When I hear the word “transformation”, I immediately conjure an image of a caterpillar turning into a butterfly. But transformation isn’t as easy as it sounds, and it’s very possible that when your chrysalis cracks open you might be surprised to find a caterpillar crawl out instead of a newly minted butterfly. So what’s the trouble with transformation?
Before we get to the heart of this, it is important to understand the contexts for transformation. I categorize transformation efforts based on their drivers as either “Progressive Transformation” or “Restorative Transformation.” In the case of Progressive Transformation, organizations are looking to bolster key fundaments that allow for increased maturity and create new headroom for growth. This adjustment may include such things as moving from highly manual environments to those based on automation. Here the business actively values adopting efficient ways of working. It may also include moving from environments where control and insight are lacking. Here the organization will bring in new solutions to increase control, and financial and operational insight. With that, the business adopts toolset, workflows, audit approaches and robust internal and external reporting. In the Progressive scenario, the idea of explicit process engineering and enabling toolset are fairly new.
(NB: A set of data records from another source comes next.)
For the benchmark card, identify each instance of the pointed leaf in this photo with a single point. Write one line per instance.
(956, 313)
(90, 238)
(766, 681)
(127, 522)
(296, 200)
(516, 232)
Restorative Transformation occurs when an organization already values the key fundaments of maturity and growth, have taken care to define their processes and are utilizing some types of tools to support them. In the Restorative case, however, the process and toolset are no longer suitable, and a degree of process re-engineering and new toolset selection is required. Here the organization must restore order and recapture their values and outcomes that have been compromised over time. It is often easy to identify these situations as the term “legacy” is often tossed around – legacy organization, legacy process, and legacy system. Sometimes this situation arises out of acquisitions, spin-offs or consolidations. Usually, however, it arises out of – well, let’s not mince words – neglect. Now, that does sound unflattering. I am hopeful that any neglect is not willful but rather is the result of drift with no inbuilt means to correct. A successful Restorative Transformation will both restore order and provide an inbuilt means to correct and adapt.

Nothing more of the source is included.